Behavior Trees: The Engine Behind Goal-Directed Agents

Under every TIATON agent is a behavior tree. Not a flowchart. Not a state machine. A behavior tree — the same data structure that game developers use to make NPCs decide whether to attack, flee, or patrol.

It turns out this model is remarkably well-suited for business process orchestration.

What Is a Behavior Tree?

A behavior tree is a directed acyclic graph where each node returns one of three statuses:

SUCCESS — the action completed
FAILURE — the action failed
RUNNING — the action is in progress (async)

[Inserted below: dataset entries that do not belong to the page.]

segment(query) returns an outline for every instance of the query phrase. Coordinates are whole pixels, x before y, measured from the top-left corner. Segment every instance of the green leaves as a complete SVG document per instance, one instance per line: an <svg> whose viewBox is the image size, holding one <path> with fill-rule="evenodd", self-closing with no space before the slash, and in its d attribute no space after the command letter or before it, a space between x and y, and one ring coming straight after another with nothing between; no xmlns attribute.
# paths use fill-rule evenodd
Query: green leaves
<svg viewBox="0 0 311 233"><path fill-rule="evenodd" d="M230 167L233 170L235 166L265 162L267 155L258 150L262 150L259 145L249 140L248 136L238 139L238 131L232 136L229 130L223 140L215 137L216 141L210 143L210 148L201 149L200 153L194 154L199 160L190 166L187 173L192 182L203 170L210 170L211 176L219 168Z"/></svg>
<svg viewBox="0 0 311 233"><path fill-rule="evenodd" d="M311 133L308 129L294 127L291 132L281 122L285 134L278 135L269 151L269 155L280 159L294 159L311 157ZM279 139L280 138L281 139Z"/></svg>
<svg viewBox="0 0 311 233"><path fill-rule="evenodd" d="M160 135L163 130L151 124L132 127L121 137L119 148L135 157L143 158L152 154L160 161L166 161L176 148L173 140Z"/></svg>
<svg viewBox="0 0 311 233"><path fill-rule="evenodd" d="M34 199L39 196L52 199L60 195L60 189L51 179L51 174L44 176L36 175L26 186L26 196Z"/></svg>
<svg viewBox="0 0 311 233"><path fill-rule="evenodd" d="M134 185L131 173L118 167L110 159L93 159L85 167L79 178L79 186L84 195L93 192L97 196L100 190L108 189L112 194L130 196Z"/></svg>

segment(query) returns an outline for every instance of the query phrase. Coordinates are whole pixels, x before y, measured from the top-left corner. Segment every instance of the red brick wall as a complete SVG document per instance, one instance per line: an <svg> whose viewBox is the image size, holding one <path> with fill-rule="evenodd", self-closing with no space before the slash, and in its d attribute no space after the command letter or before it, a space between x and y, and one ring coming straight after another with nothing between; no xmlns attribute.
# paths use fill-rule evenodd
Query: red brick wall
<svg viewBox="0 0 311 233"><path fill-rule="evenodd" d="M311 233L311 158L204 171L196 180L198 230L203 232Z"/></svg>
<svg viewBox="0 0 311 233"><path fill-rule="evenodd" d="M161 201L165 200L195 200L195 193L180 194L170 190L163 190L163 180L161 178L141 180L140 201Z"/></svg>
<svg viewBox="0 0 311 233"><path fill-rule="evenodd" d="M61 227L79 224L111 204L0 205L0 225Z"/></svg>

Nodes compose through two main types:

Sequence — runs children left to right. Stops on first FAILURE.

Sequence
├── ValidateInput    → SUCCESS ✓
├── CheckCredit      → SUCCESS ✓
├── EvaluateRisk     → FAILURE ✗ ← stops here
└── MakeDecision     (not reached)

Fallback — runs children left to right. Stops on first SUCCESS.

Fallback
├── TryPrimaryRoute  → FAILURE ✗
├── TryBackupRoute   → SUCCESS ✓ ← stops here
└── ManualEscalation (not reached)

These two composites give you if/else, try/catch, and sequential execution — all in a composable, declarative structure.

Why Not State Machines?

State machines are the traditional choice for workflow engines. But they have a scaling problem:

States: [idle, validating, credit_check, risk_eval, deciding, approved, rejected, error]
Transitions: idle→validating, validating→credit_check, validating→error,
             credit_check→risk_eval, credit_check→error, risk_eval→deciding,
             risk_eval→error, deciding→approved, deciding→rejected, deciding→error

That's 10 transitions for 8 states. Now add retry logic, compensation, parallel execution, and timeout handling:

States: [idle, validating, credit_check, credit_check_retry,
         risk_eval, deciding, approved, rejected, error,
         compensating, compensating_credit, compensating_inventory,
         waiting_approval, approval_timeout, ...]
Transitions: 47 transitions and counting...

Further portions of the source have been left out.